Note: This briefing was originally published on LinkedIn on March 13, 2026. It has been migrated to our new home on Substack to create a complete archive. Multi-format features like video and audio commentary are available for all new briefings published from April 2026 onwards.
There’s an old parable about a master cartographer. He spent his life creating the most detailed map of the empire ever known. It was a perfect 1:1 scale replica, so vast and so precise that it captured every road, every river, every single building. The map was a marvel of data collection. It was also completely useless. To unfold it was to cover the very empire it was meant to describe.
We are now entering the age of the 1:1 map.
With the power of AI, we can generate an almost infinite amount of data, analysis, and insights. We can have a 100-page report on a new market in seconds. We can have a real-time dashboard tracking a thousand different metrics. We have more “answers” at our fingertips than ever before.
And yet, many leaders could be feeling more lost than ever. They’re drowning in seas of data, experiencing a kind of analysis paralysis. The map has become the territory, instead of the guide it was intended to be.
Many organizations look at the act of data analysis as the impetus for “data science” or “AI” teams with remits to review reams of data and apply it to their organizations. This might come from the tacit belief that the challenge we have with using data to make better decisions comes from our inability to access or process information.
Here’s a thought: what if, instead of standing up “data teams,” everyone in an organization could be a “data sense-maker?”
As AI improves in its ability to pour through vast amounts of data, making sense of data and knowing where to attend to it remains a challenge. “What does the data mean?” is a question that will be familiar to any leader who’s been in an analytics presentation.
The opportunity is there for leaders to provide what AI can’t: to provide meaning to all the analysis being done by AI.
This signals a fundamental shift in the economics of leadership. For decades, a leader’s value was in the ability to make a decision based on experience and incomplete data. Now, as AI provides more and more of the data-driven “doing,” the leader’s value is shifting to the strategic “sensing.”
Strategic sense-making is the uniquely human ability to:
Find the Signal in the Noise: To look at a thousand data points and identify the one that truly matters.

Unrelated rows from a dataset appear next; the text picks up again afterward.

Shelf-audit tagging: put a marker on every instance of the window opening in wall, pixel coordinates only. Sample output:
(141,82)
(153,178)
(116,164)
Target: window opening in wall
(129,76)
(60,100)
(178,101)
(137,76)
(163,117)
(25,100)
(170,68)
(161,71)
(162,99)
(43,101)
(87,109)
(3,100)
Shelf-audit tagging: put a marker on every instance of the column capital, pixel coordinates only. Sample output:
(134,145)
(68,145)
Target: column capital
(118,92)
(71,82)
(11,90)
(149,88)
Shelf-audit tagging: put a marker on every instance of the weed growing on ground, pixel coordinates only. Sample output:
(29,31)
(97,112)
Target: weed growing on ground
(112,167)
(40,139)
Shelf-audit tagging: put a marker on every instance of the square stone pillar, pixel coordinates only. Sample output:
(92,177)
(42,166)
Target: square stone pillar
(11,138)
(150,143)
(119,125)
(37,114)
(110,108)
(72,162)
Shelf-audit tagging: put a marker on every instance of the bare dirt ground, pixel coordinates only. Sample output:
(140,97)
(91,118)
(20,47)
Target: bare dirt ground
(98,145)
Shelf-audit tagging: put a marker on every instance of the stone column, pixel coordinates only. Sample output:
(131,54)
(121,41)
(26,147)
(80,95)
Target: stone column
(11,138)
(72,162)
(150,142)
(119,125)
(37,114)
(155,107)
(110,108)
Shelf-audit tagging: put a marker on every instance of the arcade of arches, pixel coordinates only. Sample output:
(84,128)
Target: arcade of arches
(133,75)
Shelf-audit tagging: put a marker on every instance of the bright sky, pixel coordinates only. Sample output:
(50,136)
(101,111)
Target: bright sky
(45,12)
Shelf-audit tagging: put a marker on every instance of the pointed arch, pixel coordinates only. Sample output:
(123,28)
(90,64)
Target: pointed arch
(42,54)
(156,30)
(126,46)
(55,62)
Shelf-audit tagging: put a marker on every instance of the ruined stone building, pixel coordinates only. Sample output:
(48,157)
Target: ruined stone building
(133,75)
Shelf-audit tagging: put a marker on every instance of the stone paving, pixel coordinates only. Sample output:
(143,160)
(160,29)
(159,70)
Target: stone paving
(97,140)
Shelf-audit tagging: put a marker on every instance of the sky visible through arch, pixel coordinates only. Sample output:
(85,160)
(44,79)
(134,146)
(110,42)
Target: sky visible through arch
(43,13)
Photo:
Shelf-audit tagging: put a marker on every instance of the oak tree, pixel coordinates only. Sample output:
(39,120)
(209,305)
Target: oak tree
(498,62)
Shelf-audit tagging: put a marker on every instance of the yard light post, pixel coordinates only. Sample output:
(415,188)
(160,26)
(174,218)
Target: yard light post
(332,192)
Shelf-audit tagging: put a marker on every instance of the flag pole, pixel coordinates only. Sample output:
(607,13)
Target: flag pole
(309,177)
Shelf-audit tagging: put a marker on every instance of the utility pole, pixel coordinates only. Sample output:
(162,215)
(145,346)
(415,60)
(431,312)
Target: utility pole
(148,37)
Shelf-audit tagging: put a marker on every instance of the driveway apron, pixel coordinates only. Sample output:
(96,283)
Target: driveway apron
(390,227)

Interpret Complexity: To understand that data can tell you what is happening, but it can’t tell you why.
Create a Narrative: To weave the data into a coherent and compelling story about what to do next.
A junior analyst can use AI to summarize a report. A leader must use their judgment to determine what that summary means for the business.
This “sense-making” is human value and uniquely human context not amenable to automation. As answers become a commodity, the ability to ask the right questions and create a clear point of view may very well be the rarest and most valuable leadership skill of all.